Media reports from cattle country continue to be hard on ABC News and sympathetic to BPI. In their articles about the company’s lawsuit, for example, the Sioux City Journal and The Des Moines Register focused on the alleged damages BPI had suffered rather than the merits of its allegations of defamation. That’s unfortunate.

The overwrought nature of ABC’s work notwithstanding, the public should be thankful for the scrutiny of BPI. While the pro-LFTB slogan, “Dude, it’s beef,” may be true in a technical way, it’s a far cry from what most consumers expect when they buy “100% ground beef,” and the recent furor has as much to do with transparency as safety. LFTB and the ammonia used to treat it are not labeled because the FDA does not consider them to be additives or ingredients, but rather “processing aids,” which are “substances that have no technical or functional effect in a finished food but may be present in that food by having been used as ingredients of another food in which they had a technical effect.”
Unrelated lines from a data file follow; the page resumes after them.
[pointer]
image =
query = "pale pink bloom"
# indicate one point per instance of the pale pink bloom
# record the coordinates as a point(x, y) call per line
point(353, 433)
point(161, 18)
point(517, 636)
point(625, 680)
But LFTB is markedly different from raw ground beef. While most news reports have described the ammonia that BPI uses as a “puff” or “small amount,” for instance, few journalists have bothered to ask for specifics. When Food Safety News’s Helena Bottemiller dug a little deeper, she discovered that:

To raise the pH of the product high enough to kill bacteria, BPI says it takes beef from 5.7 or so, where it naturally is, to 8.5. (For those rusty on their chemistry, that’s like going from the slight acidity of black coffee to the alkalinity of baking soda).

When it leaves the facility in a large frozen brick it likely drops closer to pH 7.5, according to the company, which leaves the product about 100 times more alkaline than before it was treated.

While ABC News’s series on “pink slime” may have gone overboard, that acidic fact, and the The New York Times’s 2009 revelations about BPI’s spotty safety record, are more than enough to warrant further investigation—and enough to make the company’s charges of defamation against the network seem like another SLAPP suit designed to prevent journalists and the public from asking important questions.